Day 39 Session 02: Revitalizing India’s Ancient Contemplative Science of the Mind by B. Alan Wallace

About the Talk

Thousands of years ago, India produced the first science of the mind, which was inspired by its development of samadhi, which can be likened to the “telescope for exploring the mind.” It is crucial to revive this system of inquiry by creating centers for contemplative research in collaboration with scientists and educators, to identify the true causes of mental distress and genuine well-being, and understand the nature and potentials of consciousness and its role in the physical world.

About the Speaker

B. Alan Wallace began his studies of Tibetan Buddhism, language, and culture in 1970 at the University of Göttingen and then continued his studies over the next fourteen years in India, Switzerland, and the United States.
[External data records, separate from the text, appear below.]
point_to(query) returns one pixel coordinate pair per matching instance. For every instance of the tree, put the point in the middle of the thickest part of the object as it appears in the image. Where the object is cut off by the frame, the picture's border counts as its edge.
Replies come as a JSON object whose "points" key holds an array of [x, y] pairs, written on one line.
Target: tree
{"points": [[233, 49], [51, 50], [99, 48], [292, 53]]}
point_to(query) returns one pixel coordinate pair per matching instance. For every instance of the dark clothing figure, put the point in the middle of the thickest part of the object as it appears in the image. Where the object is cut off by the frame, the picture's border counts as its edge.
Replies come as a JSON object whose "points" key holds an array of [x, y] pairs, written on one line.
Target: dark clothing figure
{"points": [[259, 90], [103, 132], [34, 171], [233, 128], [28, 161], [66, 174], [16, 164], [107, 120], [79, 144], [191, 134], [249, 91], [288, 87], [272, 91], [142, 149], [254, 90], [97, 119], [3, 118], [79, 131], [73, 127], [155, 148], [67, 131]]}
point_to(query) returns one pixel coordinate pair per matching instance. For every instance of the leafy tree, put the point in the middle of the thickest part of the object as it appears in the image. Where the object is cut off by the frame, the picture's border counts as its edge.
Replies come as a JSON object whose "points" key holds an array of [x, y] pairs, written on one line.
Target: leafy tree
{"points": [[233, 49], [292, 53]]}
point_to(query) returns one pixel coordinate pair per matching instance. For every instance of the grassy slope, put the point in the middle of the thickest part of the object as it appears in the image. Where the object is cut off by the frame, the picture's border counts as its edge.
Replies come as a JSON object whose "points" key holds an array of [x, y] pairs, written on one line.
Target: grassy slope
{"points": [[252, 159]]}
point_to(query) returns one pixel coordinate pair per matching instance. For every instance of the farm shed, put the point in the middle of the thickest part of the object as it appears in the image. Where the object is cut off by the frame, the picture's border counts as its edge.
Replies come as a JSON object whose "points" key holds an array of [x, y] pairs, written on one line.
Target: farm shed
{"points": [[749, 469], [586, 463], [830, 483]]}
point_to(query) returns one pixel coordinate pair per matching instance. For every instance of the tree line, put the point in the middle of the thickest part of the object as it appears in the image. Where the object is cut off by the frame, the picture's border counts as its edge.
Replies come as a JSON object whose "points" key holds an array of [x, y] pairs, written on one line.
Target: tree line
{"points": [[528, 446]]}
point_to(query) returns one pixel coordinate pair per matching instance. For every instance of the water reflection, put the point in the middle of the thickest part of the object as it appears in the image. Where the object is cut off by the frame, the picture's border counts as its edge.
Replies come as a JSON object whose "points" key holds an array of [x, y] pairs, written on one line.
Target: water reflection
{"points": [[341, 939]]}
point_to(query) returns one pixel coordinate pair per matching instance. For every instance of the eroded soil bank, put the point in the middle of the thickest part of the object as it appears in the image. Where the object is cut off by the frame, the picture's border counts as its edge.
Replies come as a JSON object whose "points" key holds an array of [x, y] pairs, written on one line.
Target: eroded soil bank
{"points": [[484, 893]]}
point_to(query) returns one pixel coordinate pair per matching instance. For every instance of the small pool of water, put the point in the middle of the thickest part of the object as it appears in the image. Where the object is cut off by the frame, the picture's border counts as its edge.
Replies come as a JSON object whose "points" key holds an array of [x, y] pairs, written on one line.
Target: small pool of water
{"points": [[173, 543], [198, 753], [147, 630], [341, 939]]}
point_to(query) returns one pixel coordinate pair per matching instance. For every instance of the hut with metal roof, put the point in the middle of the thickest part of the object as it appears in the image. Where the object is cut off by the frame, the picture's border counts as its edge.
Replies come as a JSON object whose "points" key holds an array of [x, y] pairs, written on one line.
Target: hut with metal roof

During most of that time he trained as a Tibetan Buddhist monk, ordained by H.H. the Dalai Lama, for whom he has intermittently served as interpreter since 1979. After graduating summa cum laude from Amherst College in 1987, where he studied physics and the philosophy of science, he went on to earn his Ph.D. in religious studies at Stanford University in 1995. He then taught for four years in the Department of Religious Studies at the University of California at Santa Barbara. He is the founder and president of the Santa Barbara Institute for Consciousness Studies (http://sbinstitute.com) and the director of the Center for Contemplative Research in Crestone, Colorado. He has edited, translated, authored, and contributed to more than forty books on Tibetan Buddhism, medicine, language, and culture, and the interface between science and Buddhism, including Meditations of a Buddhist Skeptic: A Manifesto for the Mind Sciences and Contemplative Practice, Mind in the Balance: Meditation in Science, Buddhism, and Christianity, and Hidden Dimensions: The Unification of Physics and Consciousness.